Greetings, Beacon Nation! I’m Tristan Scott, here to deliver a special edition of the Daily Roundup, including a Memorial Day weekend post-mortem and a heap of news you may have missed over the extended holiday weekend.
Five years ago, as pent-up pandemic-lockdown fatigue manifested in a mad dash for mountain air, throngs of Americans struck out for the great outdoors in record-breaking numbers. In Glacier National Park, officials clocked the highest year-to-date visitation in the park’s history, crediting a ticketed-entry system that debuted on May 28, 2021 with saving their bacon and staving off even more severe gridlock.

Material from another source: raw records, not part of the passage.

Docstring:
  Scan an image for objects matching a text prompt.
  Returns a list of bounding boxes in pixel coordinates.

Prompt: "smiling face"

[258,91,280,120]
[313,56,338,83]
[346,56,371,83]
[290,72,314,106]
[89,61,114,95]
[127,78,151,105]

“Based on the number of arriving vehicles, in the absence of the ticketed entry system, the park would very likely have had to close the west entrance gate at least seven times [between May 28 and June 13] to manage severe congestion, gridlock, and traffic backups onto U.S. Highway 2,” according to a press release, which pegged visitation during that two-week period at 27% higher than previous years.
One year earlier, the crush of Covid-era overcrowding tested Glacier’s capacity like never before, leading former park Superintendent Jeff Mow to characterize the high season as the “summer like no other.”
But so far in 2026, visitation figures are on par with 2021. And without a reservation system in place to backstop overcrowding, some local stakeholders worry if the congestion crisis will return.
When officials launched the vehicle reservation program in 2021, the new pilot system helped manage congestion during the peak summer season along Going-to-the-Sun Road, the park’s 50-mile alpine thoroughfare. But outlying valleys struggled to absorb the displaced pressure and congestion, while Logan Pass remained an ongoing challenge as parking remained at a premium.
“Due to the popularity of Logan Pass and the hikes that begin there, the parking lot often fills before dawn and remains mostly full all day, leaving few opportunities to park and visit,” park officials said at the time.
Since that debut, the park’s specialists have tweaked and refined the reservation program year after year in search of a visitor-use “sweet spot” that protected the park’s natural resources and infrastructure while seeking to improve the visitor experience.
As summer of 2026 swings into view, however, park administrators have abandoned the reservation system restricting personal vehicles altogether, swapping out the pilot program in favor of a reservation-based alpine transit system and a three-hour parking limit at Logan Pass. Although visitors may enter any of the park’s entrances without a vehicle reservation, beginning July 1 they must secure a reservation to ride a shuttle. They’ll also encounter a three-hour, timed parking lot restriction “designed to increase parking turnover, allowing more visitors to access and enjoy Logan Pass throughout the summer season,” officials said of the changes.
“This year is definitely a deliberate pivot,” Glacier Park Superintendent Dave Roemer told attendees at a community meeting last week, when he unveiled the loose framework of a long-range proposal to scale up the park’s shuttle system that is currently “oversubscribed.”
The new proposal calls for expanding the outmoded shuttle network to ferry visitors between the park’s most popular destinations, including Logan Pass, while adding hundreds of new parking spaces at key locations near park entrances and in outlying valleys. Because Glacier’s existing inventory of shuttles consists of just 36 vehicles, Roemer said the park’s goal is to grow its fleet and its parking capacity “in lockstep,” adding up to 600 spaces and several dozen new vehicles.
“We just don’t have the ability with 36 vehicles right now,” Roemer said. “And if tomorrow somebody gave me another 36 buses, I wouldn’t have parking for the people to use 36 buses. So it all needs to grow in lockstep.”
The problem is, visitation to Glacier Park isn’t going to slow down in order to grow in lockstep with the park’s transportation plans. So far this year, the visitation figures appear to be mirroring those recorded in 2021.
During the first four months of 2026, approximately 118,055 people came to Glacier National Park, compared to 107,685 in the same time period last year. That’s a nearly 10% increase, with 51,266 visitors arriving in April alone for a 5.5% increase over the same month last year. The park has not yet released visitation figures for May, but if the multiple congestion-related closures that occurred over Memorial Day weekend is any indication, it’s been a busy month.
Rewinding to the first four months of 2021, about 124,959 people had visited Glacier; by the end of May, that figure jumped to 294,742 visitors entering the park, a 17.1% over the same time period in 2019 (visitation figures at the height of the pandemic in 2020 are not relevant) and the highest year-to-date visitation through May on record, according to park officials.
Indeed, visitation spiked by double-digit percentages each of the first three months of 2026: In March, 66,786 visitors came to Glacier, compared to 59,100 last year, for a 13% increase; in February, the park welcomed 21,632 visitors compared to 15,202 last year, for a 42.3% increase; and in January, 20,106 visitors came to Glacier, compared to 17,984 last year for a 11.8% increase.